The first thing people seem to think of when they hear the word venture capital is “risk”. This is understandable; most companies at this stage of development do not survive. It’s not uncommon for investors to lose all of their principal.
First and foremost investors in venture capital need to be accredited investors who are prepared to lose their entire investment and must plan on not seeing any return on their investment for many years, if at all. Anyone who understands those risks and is still considering an investment in venture capital must deploy sound investing fundamentals that include diversification and comprehensive due diligence.
What does it mean for a security to be illiquid?
When a company’s securities are “illiquid,” it means that investors cannot sell the securities they own in that company to get their cash out of the investment (even at a loss) whenever they want to.
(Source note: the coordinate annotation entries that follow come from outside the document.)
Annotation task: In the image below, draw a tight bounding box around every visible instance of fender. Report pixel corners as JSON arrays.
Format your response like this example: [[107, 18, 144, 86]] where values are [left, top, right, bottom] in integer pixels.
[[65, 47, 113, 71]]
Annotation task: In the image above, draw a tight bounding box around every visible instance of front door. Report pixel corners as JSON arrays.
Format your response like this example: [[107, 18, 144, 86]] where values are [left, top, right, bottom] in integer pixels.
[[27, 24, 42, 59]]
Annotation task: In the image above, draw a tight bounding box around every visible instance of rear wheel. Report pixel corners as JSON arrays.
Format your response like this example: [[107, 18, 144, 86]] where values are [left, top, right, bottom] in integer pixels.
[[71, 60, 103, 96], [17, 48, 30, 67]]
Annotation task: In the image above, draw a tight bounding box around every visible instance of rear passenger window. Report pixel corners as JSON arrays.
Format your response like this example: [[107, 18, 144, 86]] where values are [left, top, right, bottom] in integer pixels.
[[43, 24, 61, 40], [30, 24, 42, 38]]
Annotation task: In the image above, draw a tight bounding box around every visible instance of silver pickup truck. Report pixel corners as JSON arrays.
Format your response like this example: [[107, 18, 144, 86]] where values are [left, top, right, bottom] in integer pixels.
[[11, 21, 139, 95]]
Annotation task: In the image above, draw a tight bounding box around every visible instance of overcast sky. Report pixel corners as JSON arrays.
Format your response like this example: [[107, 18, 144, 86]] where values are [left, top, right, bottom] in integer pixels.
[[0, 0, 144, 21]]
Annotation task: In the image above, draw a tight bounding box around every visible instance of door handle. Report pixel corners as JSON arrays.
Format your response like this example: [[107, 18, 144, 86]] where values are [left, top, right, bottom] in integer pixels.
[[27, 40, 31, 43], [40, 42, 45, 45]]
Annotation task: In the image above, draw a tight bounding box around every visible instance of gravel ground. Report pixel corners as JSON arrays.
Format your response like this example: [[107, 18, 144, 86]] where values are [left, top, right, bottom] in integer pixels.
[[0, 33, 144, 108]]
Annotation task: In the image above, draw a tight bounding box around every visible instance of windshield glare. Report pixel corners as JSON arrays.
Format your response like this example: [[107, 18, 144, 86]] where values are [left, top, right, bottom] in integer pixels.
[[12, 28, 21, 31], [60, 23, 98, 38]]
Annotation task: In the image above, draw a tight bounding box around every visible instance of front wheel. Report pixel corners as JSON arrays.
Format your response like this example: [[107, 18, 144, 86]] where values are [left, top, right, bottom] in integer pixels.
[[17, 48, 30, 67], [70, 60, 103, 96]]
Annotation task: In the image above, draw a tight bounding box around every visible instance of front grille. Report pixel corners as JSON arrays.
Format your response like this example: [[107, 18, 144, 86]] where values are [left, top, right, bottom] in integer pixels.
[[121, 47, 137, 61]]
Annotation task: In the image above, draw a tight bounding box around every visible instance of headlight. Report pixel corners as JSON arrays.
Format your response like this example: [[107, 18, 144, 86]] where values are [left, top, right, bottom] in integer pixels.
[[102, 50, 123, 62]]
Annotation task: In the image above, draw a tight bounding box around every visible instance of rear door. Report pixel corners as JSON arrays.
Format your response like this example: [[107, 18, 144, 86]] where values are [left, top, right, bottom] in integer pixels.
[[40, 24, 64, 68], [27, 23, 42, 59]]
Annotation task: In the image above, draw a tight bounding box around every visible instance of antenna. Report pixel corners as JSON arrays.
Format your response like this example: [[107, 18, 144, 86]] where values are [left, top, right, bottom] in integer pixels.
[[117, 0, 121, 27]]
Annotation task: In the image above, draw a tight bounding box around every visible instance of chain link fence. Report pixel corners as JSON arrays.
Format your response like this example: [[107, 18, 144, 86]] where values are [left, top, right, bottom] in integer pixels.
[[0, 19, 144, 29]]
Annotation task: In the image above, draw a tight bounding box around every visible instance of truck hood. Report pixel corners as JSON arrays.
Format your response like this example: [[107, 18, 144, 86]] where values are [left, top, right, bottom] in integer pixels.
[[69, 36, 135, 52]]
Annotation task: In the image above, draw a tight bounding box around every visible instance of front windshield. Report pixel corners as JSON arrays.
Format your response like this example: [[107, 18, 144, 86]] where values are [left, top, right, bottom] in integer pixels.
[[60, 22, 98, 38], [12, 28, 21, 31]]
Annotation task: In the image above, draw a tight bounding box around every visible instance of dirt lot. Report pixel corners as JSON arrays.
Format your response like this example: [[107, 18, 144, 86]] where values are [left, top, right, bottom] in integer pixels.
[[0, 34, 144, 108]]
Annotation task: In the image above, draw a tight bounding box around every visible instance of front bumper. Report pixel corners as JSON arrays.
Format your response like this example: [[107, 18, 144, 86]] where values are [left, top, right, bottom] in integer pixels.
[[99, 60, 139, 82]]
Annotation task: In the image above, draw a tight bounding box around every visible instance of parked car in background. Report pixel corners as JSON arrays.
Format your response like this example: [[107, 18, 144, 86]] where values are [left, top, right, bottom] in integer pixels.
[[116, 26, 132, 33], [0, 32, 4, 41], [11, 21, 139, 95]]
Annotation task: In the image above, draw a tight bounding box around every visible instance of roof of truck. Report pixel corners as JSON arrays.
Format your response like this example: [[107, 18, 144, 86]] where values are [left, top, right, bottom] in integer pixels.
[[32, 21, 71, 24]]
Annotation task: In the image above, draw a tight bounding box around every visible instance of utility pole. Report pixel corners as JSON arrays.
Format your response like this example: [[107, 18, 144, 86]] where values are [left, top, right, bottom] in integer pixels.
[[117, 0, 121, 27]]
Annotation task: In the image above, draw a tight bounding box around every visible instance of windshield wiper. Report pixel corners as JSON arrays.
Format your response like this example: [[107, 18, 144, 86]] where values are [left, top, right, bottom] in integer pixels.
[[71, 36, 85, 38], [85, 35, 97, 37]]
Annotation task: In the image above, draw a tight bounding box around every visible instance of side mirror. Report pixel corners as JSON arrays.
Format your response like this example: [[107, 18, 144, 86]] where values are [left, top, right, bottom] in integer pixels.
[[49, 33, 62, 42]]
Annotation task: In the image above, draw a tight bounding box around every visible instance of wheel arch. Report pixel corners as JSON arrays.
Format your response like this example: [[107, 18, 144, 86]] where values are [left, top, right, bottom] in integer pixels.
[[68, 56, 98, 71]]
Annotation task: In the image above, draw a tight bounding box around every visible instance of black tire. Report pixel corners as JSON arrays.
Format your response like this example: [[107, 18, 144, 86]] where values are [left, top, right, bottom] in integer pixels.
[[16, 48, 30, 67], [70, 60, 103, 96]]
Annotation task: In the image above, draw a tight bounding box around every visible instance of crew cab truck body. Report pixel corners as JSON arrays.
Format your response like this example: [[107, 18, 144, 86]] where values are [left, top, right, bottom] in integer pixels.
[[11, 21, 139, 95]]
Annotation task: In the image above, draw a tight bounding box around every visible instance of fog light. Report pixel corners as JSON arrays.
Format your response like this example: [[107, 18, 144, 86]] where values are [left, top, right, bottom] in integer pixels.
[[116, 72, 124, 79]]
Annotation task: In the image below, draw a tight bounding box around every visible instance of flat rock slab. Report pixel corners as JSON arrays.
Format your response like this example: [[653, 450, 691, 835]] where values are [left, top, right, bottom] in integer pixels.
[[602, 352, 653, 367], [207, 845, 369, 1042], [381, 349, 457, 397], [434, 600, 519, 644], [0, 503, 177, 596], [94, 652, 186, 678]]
They have to wait for either a “liquidity event,” like a company sale or IPO, or find a willing buyer on their own. This makes the investment riskier than typical investments in publicly salable securities such as stocks sold on the NYSE or NASDAQ markets, registered mutual funds, or similar investments where there is a ready market for the securities.
A company may be illiquid because:
- The sale of its shares is not allowed under applicable securities laws
- There is no active market where its shares are bought and sold on a regular basis
Whatever the reason, buying and selling shares in an illiquid company is more difficult than what most investors are accustomed to.
Liquidity is significant concern for startup investors since venture capital investments can take several years to yield a return and investors are usually unable to sell their securities in these companies prior to their liquidity events. This means that investors in illiquid securities must have sufficient other assets that are liquid to meet their financial needs.
If you are considering an investment in iSelect Fund, you should work with your financial advisor to determine an appropriate allocation of illiquid securities based on your unique financial needs and portfolio of investments.
What is an Accredited investor?
Investing in many private offerings is limited to “accredited investors”. People are often confused about the meaning of this term, so I’d like to take this opportunity to define the meaning that most frequently applies.
An accredited investor, in the context of a natural person, includes anyone who:
- earned income that exceeded $200,000 (or $300,000 together with a spouse) in each of the prior two years, and reasonably expects the same for the current year, OR
- has a net worth over $1 million, either alone or together with a spouse (excluding the value of the person’s primary residence).
On the income test, the person must satisfy the thresholds for the three years consistently either alone or with a spouse, and cannot, for example, satisfy one year based on individual income and the next two years based on joint income with a spouse.
Why is this important? Well, the accreditation threshold exists to protect investors. In our industry, investors should be able to absorb any potential losses and tolerate the relative illiquidity of the venture capital asset class.
Why is due diligence essential to investing in private securities?
Due diligence is a rigorous process to evaluate the risks and opportunities associated with a company’s business plan, verify the statements made by the company as to its business prospects and core technologies, and test management’s mettle by asking detailed questions regarding their business and their ability to respond to adversity.
This is a critical but time-consuming part of the venture investing process. According to the Ewing Marion Kauffman Foundation, investors who spend more than the median of 20 hours on due diligence perform better than those who spend less than 20 hours, and those that spend more than 40 hours outperform their peers by a large margin.
Why is diversification necessary to manage risks?
If you invest in one or only a few venture capital stage companies, you will almost certainly lose your entire investment. Putting all your eggs in one basket is almost always a bad strategy. In the world of venture capital, making investments in one or only a few companies is the surest way to lose all of your money quickly. Venture capital funds manage this risk and frequently enjoy significant profits by spreading their investment dollars around, taking lots of bets on many opportunities.